Los aromas de mi casa

Este artículo ha sido verificado y aprobado por la arquitecta de interiores Raquel Sánchez el 28 mayo, 2019
El aroma de una casa forman parte de su ADN, y queremos que el de la tuya esté lleno de notas positivas, frescas, relajantes y que forme parte de tu memoria olfativa, ¿lo hacemos?

El olfato es uno de los sentidos más potentes que tenemos; de hecho, un aroma es capaz de traernos memorias que creíamos olvidadas y sensaciones físicas o emocionales que nos transportan directamente a algún momento de nuestras vidas en el que olimos algo. Por eso, queremos llenar tu casa de los aromas más agradables, para que tus días se llenen de paz y armonía.

Desde el momento en el que nacemos comenzamos a desarrollar nuestra memoria olfativa, y lo hacemos a través de las asociaciones que nuestro cerebro crea entre los aromas y las situaciones que vivimos. De ahí que a veces un olor nos haga sentir como en casa y otros nos causen nerviosismo o repulsión.

Los aromas crean ambientes

Agua aromática.

Lo cierto es que a través de los aromas podemos darle intención a nuestros espacios, consiguiendo tener una casa feliz y llenándolos de bienestar cada vez que entramos por la puerta.

Junto con la iluminación, los aromas que desprende tu hogar harán que te sientas en paz, relajado y en un ambiente seguro. Por eso, queremos darte algunos tips para que tu memoria olfativa se llene de emociones positivas.

Los detalles que huelen bien

Ambientes neutros

Productos de limpieza.

Para que una casa se impregne de aromas deliciosos, lo que jamás debes hacer es saturarla de olores fuertes, esto causaría el efecto contrario. Te sugerimos que para comenzar utilices productos de limpieza sin olor o lo más naturales y suaves posibles. No hay nada más desagradable que el olor a pino mezclado con el de brisa marina que sale del cuarto de baño.

La ventilación

Ventilar la casa.

Lo más importante para que tu casa huela bien es que la ventiles bien todos los días; con 15 minutos bastará. Se renueva el aire, se purifica el ambiente y le dices adiós al olor a encerrado que tan molesto resulta. Este es el primer paso para que los aromas de tu casa sean deliciosos.

Orden y limpieza para conseguir aromas

Tener la casa ordenada cuando compartes piso.

Sí, tal vez somos un poco pesaditos con esto del orden y la limpieza, pero es imposible que una casa huela bien si no está en buenas condiciones de higiene. Los buenos hábitos hacen que la personalidad de tu casa sea cien por cien saludable.

Cambiemos las sábanas

Hacer la cama.

Una de las sensaciones más agradables que hay es dormir en unas sábanas recién cambiadas, meternos entre ellas, llenar todos nuestros sentidos y que los aromas invadan el dormitorio.

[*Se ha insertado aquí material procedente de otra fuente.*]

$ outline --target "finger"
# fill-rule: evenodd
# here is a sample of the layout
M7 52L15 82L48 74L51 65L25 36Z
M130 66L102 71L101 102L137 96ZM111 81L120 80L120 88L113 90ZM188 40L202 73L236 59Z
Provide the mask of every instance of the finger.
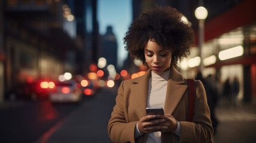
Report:
M147 115L141 119L143 122L147 122L149 120L156 118L156 115Z
M154 132L166 130L167 126L150 126L144 128L145 130L148 132Z

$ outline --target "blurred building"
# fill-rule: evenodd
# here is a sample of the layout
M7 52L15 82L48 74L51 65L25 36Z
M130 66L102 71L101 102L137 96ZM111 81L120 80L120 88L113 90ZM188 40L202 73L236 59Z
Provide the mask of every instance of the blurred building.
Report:
M1 4L5 93L28 77L57 80L64 72L75 73L79 48L76 20L65 1L6 0Z
M233 80L238 77L240 100L249 102L252 96L256 96L255 1L134 0L133 18L156 5L176 8L191 22L195 30L196 45L191 48L190 56L179 64L179 70L185 77L195 77L202 62L204 77L212 74L220 83L227 78ZM198 20L195 16L195 10L199 6L205 7L208 11L205 21L202 57L199 57ZM225 51L227 49L235 52ZM233 52L236 55L232 55ZM132 60L128 60L126 65L133 66Z
M107 26L106 34L101 36L100 57L107 60L107 64L117 67L118 45L112 26Z
M0 21L4 21L4 1L0 1ZM5 55L4 51L4 23L0 22L0 102L4 100L4 64Z

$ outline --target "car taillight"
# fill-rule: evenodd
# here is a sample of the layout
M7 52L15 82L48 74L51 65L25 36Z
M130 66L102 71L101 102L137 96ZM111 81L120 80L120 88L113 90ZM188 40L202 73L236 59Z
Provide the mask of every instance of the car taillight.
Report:
M70 92L70 89L68 87L64 86L61 88L61 92L63 94L68 94Z
M53 89L55 88L55 84L53 82L50 82L48 85L50 88Z
M42 82L40 83L40 87L41 88L48 88L49 87L48 83L47 82Z
M51 88L53 89L55 88L55 83L53 82L42 82L40 83L40 87L41 88Z
M94 92L93 91L89 88L87 88L84 91L84 93L86 95L91 95L93 94L93 92Z

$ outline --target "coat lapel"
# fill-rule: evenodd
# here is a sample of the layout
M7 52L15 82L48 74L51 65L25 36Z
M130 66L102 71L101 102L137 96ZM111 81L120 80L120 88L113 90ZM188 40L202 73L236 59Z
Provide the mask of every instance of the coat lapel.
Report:
M147 104L149 80L151 70L149 70L144 75L134 79L134 84L131 86L132 101L136 106L139 119L146 115L146 107Z
M167 84L164 107L165 114L172 114L187 88L182 75L171 67Z
M151 70L149 70L143 76L134 79L133 85L131 85L132 101L136 106L139 119L146 115L146 107L147 104L149 77ZM187 85L182 75L173 67L171 67L169 78L168 81L166 96L164 106L165 114L172 114L182 97Z

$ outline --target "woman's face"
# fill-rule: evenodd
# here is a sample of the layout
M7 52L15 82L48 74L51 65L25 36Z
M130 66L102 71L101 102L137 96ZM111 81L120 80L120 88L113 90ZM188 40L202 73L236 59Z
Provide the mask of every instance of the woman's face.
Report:
M170 51L164 49L151 39L144 51L147 64L153 72L160 74L169 69L172 58Z

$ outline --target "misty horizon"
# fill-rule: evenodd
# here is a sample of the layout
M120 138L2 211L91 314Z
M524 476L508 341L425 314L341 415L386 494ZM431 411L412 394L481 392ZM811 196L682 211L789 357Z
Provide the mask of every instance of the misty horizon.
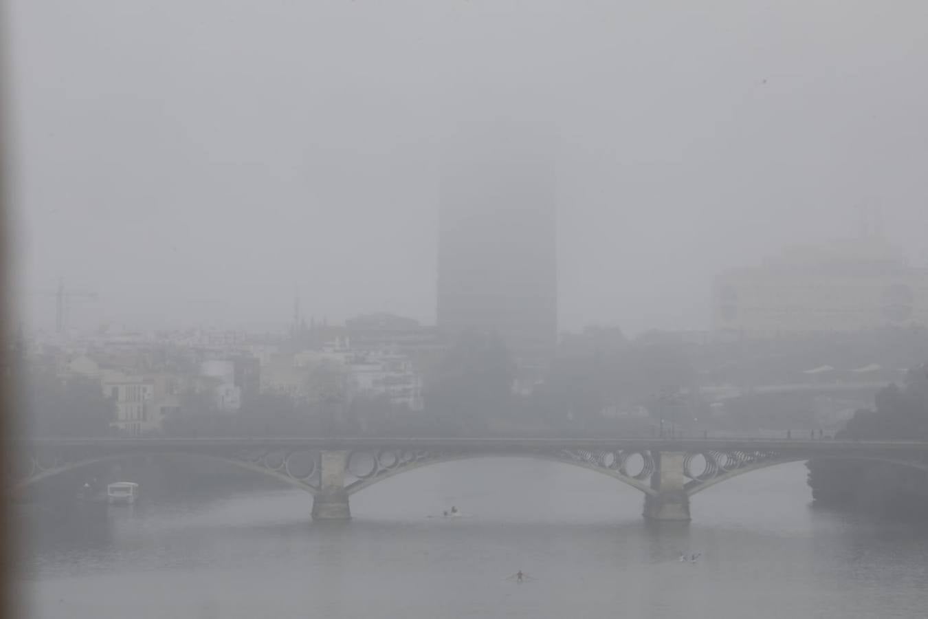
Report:
M46 329L58 277L99 293L83 327L269 329L295 288L307 316L433 324L468 122L557 136L560 330L707 329L719 271L864 210L925 264L915 3L57 4L9 19L11 267Z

Una vez por semana debes poner ropa de cama limpia para que en tu casa se respire mejor.

La basura ¡fuera!

Sacar la basura.

Procura sacar la basura todos los días o, de lo contrario, los malos olores se impregnarán por toda la casa y será complicado eliminarlos de la cocina y de tu nariz.

Mucha naturaleza para dar aromas

Maceteros para plantas.

Los aromas de tu casa deben ser frescos, naturales y suaves, y para ello no hay nada mejor que valerte de la naturaleza. Por un lado, puedes poner flores frescas en pequeños jarrones y acompañarlas de ramitas de eucalipto. Además de que dura mucho, llenarán de una fragancia muy fresca cada rincón de tu hogar.

Otra de las cosas que te sugerimos es que pongas macetitas con plantas aromáticas en tu cocina, verás qué bien huelen y lo deliciosas que saben. Matarás dos pájaros de un tiro.

La magia de las velas

Vela de café y coco.

Las velas aromáticas son muy buenas para crear ambientes íntimos y dar toques de olor muy sutiles, pero cuida que sean de buena calidad, de lo contrario, olerán a ambientador barato. Las de soja son estupendas.

Una casa vivida con aromas cotidianos

Olor de un café recién hecho.

Los aromas de tu casa pueden estar en los gestos más simples y cotidianos, como en el del café recién hecho o el del pan tostado por las mañanas.

Un extra de olor

Spray de lavanda.

Los aceites esenciales son una fuente ideal para practicar la aromaterapia y relajar tus sentidos al tiempo que le das a tu hogar un aroma a la carta, dependiendo del momento en el que estés. Utiliza la lavanda para relajarte y los cítricos para vigorizarte, tú decides.

Busca que los aromas en tu casa creen un ambiente que llene los sentidos de paz y bienestar con pequeños detalles que marcarán la diferencia de una forma muy sencilla.